How valuable is this training? Here is a grim fact: it would take six or seven minutes for an ambulance to arrive at the school. Yes, that is a fast response, but in actuality, it would take under five minutes for a person to bleed out after sustaining a life-threatening injury.
As Greenfield firefighter Brian Godin told the shop teachers, “We want you to be able to save someone’s life, and, like the title of this course, stop the bleed.”
We hope it never comes to that, but we are pleased shop teachers would be prepared should a serious injury occur in class.
Orange will go Hollywood once again when actors and film crews for the “Castle Rock” television series return sometime this year, and it is transformed into the mythical Maine town created by novelist Stephen King.
Last week, Hulu released who will be in the cast and a bit about the plot. Season 2 draws on King’s novel, “Misery,” which featured Annie Wilkes, a nurse gone bad who kept author Paul Sheldon prisoner in her house. This time Annie pays a visit to Castle Rock aka Orange.
It’s not every day a town gets to have a starring role in a television series. And we hope its production will benefit the Orange community, including its businesses.
For the past several weeks, we’ve printed stories about the educators who have been singled out for Pioneer Valley Excellence in Teaching Awards.
Since 2003, the Harold Grinspoon Charitable Foundation annually honors outstanding western Massachusetts teachers in Franklin, Hampshire, and Hampden counties. The administration of each school district makes the nominations.
We are impressed at the quality of work these teachers do, often for students who need more specialized education.
Many of us have had teachers who were a big influence on our lives. We have fond memories learning in their classrooms.
So, we are glad the Harold Grinspoon Charitable Foundation recognizes the accomplishments of local teachers with a cash prize, course tuition and other rewards, plus a gala reception.
Along with longer days, steam rising from area sugar houses is a sure sign of spring.
We admire the fortitude, dedication and optimism of maple sugarers who are at the mercy of Mother Nature.

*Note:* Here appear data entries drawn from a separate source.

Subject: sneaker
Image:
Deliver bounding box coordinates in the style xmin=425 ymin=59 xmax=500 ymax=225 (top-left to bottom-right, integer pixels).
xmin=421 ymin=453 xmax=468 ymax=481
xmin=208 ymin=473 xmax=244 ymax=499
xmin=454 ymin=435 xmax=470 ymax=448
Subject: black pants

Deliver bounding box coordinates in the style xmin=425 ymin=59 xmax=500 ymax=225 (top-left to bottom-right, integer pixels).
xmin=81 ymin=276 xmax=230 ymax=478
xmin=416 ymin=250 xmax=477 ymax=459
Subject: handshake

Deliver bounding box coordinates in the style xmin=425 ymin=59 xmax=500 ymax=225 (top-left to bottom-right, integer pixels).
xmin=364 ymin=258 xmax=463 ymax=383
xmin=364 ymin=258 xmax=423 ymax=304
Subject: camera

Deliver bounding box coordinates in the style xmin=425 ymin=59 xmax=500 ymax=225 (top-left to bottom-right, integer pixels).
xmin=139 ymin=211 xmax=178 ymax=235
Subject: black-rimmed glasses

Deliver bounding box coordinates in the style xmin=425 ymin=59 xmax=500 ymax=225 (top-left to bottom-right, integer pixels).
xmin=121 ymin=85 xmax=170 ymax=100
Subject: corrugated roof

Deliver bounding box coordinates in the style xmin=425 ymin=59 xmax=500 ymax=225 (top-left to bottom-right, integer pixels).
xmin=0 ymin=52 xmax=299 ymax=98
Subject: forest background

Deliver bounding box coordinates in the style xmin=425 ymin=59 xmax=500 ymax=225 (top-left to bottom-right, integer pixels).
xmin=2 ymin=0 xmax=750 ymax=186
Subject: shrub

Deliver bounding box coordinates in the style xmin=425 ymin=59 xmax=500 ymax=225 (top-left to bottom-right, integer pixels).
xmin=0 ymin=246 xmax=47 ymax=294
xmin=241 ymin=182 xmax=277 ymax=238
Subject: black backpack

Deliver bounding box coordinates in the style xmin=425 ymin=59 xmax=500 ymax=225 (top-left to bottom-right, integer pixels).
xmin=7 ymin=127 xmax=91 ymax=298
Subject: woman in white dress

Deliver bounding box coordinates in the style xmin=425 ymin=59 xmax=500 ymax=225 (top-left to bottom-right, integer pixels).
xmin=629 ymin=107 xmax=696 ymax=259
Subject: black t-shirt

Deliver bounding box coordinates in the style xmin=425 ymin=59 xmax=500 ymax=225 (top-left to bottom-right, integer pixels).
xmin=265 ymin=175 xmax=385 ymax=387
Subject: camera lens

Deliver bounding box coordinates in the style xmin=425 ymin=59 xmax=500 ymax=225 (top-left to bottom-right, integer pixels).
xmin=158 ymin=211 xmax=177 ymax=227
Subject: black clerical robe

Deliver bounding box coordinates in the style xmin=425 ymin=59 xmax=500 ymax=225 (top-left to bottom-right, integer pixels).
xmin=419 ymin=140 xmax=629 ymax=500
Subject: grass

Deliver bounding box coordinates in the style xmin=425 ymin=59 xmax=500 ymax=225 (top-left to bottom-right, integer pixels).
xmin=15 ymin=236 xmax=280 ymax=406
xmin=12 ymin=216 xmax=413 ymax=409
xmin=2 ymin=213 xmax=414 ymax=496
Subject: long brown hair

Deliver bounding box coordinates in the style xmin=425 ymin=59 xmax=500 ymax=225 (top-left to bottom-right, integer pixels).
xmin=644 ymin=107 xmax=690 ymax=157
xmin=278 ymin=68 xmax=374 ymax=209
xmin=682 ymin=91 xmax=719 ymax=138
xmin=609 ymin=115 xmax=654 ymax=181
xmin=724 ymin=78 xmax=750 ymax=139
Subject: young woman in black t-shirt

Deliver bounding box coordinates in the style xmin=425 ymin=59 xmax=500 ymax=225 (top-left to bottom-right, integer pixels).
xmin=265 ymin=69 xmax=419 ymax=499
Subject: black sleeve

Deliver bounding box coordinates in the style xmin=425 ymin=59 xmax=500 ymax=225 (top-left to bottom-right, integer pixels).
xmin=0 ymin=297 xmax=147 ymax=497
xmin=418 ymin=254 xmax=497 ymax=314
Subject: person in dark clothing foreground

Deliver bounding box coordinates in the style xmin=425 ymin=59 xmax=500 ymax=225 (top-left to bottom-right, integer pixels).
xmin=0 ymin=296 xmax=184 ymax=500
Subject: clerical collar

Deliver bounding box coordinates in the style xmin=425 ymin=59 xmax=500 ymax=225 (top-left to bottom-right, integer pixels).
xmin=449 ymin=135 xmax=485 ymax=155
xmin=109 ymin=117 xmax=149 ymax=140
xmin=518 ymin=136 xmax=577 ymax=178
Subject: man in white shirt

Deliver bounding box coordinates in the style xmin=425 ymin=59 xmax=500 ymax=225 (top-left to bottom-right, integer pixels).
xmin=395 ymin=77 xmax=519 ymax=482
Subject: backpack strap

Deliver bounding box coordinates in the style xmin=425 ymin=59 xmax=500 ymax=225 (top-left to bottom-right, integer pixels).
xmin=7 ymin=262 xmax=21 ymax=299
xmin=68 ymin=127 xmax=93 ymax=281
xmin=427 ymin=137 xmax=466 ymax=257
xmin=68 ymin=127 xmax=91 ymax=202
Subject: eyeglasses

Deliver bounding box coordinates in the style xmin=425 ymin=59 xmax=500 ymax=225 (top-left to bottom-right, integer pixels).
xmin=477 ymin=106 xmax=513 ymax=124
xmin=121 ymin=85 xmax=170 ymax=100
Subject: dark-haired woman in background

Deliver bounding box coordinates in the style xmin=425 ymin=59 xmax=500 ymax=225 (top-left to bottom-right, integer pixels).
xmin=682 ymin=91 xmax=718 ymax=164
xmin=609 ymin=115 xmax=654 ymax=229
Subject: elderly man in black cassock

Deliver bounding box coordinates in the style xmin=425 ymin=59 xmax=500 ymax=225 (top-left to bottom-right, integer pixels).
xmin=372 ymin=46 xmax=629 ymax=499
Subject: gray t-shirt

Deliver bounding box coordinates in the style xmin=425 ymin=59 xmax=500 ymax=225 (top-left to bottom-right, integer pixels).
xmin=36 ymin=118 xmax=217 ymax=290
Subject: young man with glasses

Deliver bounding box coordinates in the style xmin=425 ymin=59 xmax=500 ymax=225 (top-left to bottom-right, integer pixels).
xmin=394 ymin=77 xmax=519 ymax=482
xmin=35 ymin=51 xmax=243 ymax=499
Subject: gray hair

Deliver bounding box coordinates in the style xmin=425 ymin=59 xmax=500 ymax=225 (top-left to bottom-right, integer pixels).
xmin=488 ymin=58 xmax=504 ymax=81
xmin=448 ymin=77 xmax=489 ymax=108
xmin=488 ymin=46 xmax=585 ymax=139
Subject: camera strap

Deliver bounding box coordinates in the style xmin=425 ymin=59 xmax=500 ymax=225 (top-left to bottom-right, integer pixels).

After all, sugarers need a consistent run of daytime temperatures above freezing and nighttime temperatures below, so the sap from maple trees flows just right.
Sugarers also have to contend with varmints gnawing on the tubing that collects sap from the tapped trees and long hours, sometimes well into the night, as they boil sap into syrup.
Some sugar houses even have restaurants serving breakfast and the syrup they’ve made. Others sell their bottled syrup and other maple products.
We encourage folks to support local sugarers and buy local. Keep that tradition flowing.